Linnaeus's system of classification was decidedly natural. Though Darwin's insights into evolutionary relationships were nearly a century in the future, Linnaeus's understanding of the relationships between organisms, and his ability to arrange organisms into like categories, was remarkable. His was a system of classification based on hierarchy, a grouping of objects by degrees of complexity, grade, or class. In this boxes-within-boxes approach, sets of small categories are nested within larger categories. Linnaeus devised names for the categories, starting with kingdom (the largest category) and passing down through phylum, class, order, family, and genus, to species (the smallest category).

25. How is a community different than a population?

A community is comprised of the many populations of organisms that interact with one another at a particular location. A population is a group of organisms of the same species occupying a specific area. The location of a community, and the populations that comprise it, depend on the physical and biological characteristics of that living space.

26. How are benthic communities different from pelagic communities?

Benthic organisms live on or in the bottom; pelagic organisms live suspended in the water column.

27. How is a niche different from a habitat?

There are many different places to live and many different "jobs" for organisms within even a simple community. Those “jobs” are called niches. A habitat is an organism's "address" within its community, its physical location. Each habitat has a degree of environmental uniformity. An organism's niche is its "occupation" within that habitat, its relationship to food and enemies, an expression of what the organism is doing. For example, the small fishes living among the coral heads in a coral reef community share the same habitat, but each species has a slightly different niche. Each population in the community has a different "job" for which its shape, size, color, behavior, feeding habits, and other characteristics particularly suit it.

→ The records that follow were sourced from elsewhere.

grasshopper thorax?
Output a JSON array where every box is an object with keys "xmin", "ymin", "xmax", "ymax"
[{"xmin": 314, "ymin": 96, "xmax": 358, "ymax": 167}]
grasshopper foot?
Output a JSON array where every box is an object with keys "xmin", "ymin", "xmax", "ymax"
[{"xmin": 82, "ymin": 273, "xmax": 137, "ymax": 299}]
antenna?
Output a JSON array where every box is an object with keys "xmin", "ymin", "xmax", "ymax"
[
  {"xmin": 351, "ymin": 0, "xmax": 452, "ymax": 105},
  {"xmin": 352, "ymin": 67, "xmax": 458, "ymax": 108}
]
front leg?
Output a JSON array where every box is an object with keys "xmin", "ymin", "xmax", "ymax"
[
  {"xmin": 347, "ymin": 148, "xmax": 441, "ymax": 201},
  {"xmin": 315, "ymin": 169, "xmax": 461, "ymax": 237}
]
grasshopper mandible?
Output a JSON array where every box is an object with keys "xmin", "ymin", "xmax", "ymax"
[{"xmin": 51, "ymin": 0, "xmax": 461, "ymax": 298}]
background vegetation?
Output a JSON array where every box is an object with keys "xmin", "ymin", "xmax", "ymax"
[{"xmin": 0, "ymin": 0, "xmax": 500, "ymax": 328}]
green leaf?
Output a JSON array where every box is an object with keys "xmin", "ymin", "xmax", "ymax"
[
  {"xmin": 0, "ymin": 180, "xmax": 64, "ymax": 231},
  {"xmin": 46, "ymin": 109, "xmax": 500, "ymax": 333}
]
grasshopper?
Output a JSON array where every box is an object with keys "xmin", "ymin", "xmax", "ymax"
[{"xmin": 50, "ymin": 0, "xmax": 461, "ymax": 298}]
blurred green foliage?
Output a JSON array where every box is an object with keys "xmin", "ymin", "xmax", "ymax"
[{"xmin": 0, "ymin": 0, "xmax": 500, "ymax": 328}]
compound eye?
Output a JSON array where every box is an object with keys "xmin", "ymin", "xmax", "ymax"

28. How would you describe the species diversity of an “easy” habitat – perhaps an estuary?

Generally, the “easier” the habitat (that is, the milder the environmental extremes and the larger the quantity of food and energy available), the more organisms will attend the party. Species diversity in these places is relatively high.

29. What’s a climax community? What process terminates in a climax community?

A stable, long-established community is known as a climax community. This self-perpetuating aggregation of species tends not to change unless disrupted by severe external forces such as violent storms, significant changes in current patterns, epidemic diseases, or influx of great amounts of fresh water or pollutants.

30. Can you think of any way to prevent a cataclysmic asteroid or comet impact once the object’s path has been shown to be on a certain collision course?

The near-space environment is being scanned for Earth-crossing comets and asteroids (bodies whose orbits intersect that of the Earth). The resources dedicated to this task are meager, however, and it will be decades before most of the potential threats are catalogued. Congress has not supported a significant increase in funds for this purpose, and the attention of the public waxes and wanes with Hollywood’s interest in the topic.

Some indication of public response can be gleaned from the same Hollywood movies. Among the earliest and best of these is a 1950s George Pal production titled “When Worlds Collide” that greatly influenced me to study science when I was a small and impressionable boy. In that memorable film, a select few folks left Earth in large transport ships moments before the collision to settle on another world. A better solution (or so it seems to me) would be to identify and then deflect any incoming asteroids. How might that deflection be accomplished? Hmmmm.

31. Do you think all life on Earth would be wiped out by a huge impactor?

Life is tenacious. Unless surface temperatures rose everywhere to high temperatures, some extremophiles might survive. Given another billion years or so, evolutionary processes would again produce some interesting organisms.

32. Why do we see relatively few impact craters on Earth?

Because, unlike the Moon or Mars, our active atmosphere supplies erosive water to scour the surface, erasing the images of impacts more than a few million years old.